Underlying this pattern, a rippling effect is provided by a centrally placed piano (which plays continually throughout), four harps, celesta, one percussionist on bass drums, timpani, tamtam and cymbals, and two percussionists, placed on each side, on mallet instruments.

The composer specifies colored lighting to match the activity of the orchestral groups, but after the first two performances these were not used.

==Performances==
The initial review, by Melinda Bargreen in The Seattle Times, was lukewarm, finding the work "pleasant", but:

after the first 20 minutes or so, the musical ideas had pretty much run their course, and there were no further developments to justify sustaining the piece.

By contrast, Alex Ross, writing in The New Yorker and on his blog, gave a strongly positive review, saying he "went away reeling" and that "[i]t may be the loveliest apocalypse in musical history." He compared Become Ocean with The Rite of Spring and also provided a technical analysis. Following the world premiere in Seattle, Morlot and the Seattle Symphony performed the work at the Arlene Schnitzer Concert Hall in Portland, Oregon, on March 30, 2014. It was repeated in Seattle at a free concert on May 2, 2014.

The New York premiere of Become Ocean occurred on May 6, 2014 at Carnegie Hall, with the Seattle Symphony and Morlot performing in the now-defunct 'Spring for Music' series at Carnegie Hall. This was the first live performance of the work that Adams himself heard, as an eye condition and resulting surgery caused him to miss the world premiere in Seattle. Reviews, including one by the New York Times chief music critic, Anthony Tommasini, were generally highly complimentary. Subsequent performances have occurred in Winnipeg (February 2015), Los Angeles (November 2015) and Miami (December 2015).

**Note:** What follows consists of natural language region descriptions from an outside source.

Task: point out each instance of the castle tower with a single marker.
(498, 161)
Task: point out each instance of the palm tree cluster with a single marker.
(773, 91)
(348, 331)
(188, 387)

The UK premiere took place in Birmingham at Symphony Hall on 19 May 2016, Ludovic Morlot conducting the City of Birmingham Symphony Orchestra.

The work was performed by the MDR Symphony Orchestra conducted by Kristjan Järvi in Leipzig on 13 January 2017, and was broadcast on the MDR Klassik radio station on 14 January 2017.

On 13 December 2019, the Bergen Philharmonic Orchestra performed Become Ocean, with Seattle Symphony's (former) Creative Director Ludovic Morlot again conducting the piece, this time for its Nordic Premiere.

==Recording==
Cantaloupe Music released the premiere recording on October 30, 2014, on CD and DVD. The DVD includes still images and a surround sound mix supervised by Adams. After hearing this recording of Become Ocean, Taylor Swift donated USD $50,000 to the Seattle Symphony.

=="Become" trilogy==
Become Ocean was preceded by Become River (2010) for chamber orchestra and followed by Become Desert (2017) for an ensemble of five orchestral and choral groups. The composer said these works formed "...a trilogy that I never set out to write in the first place."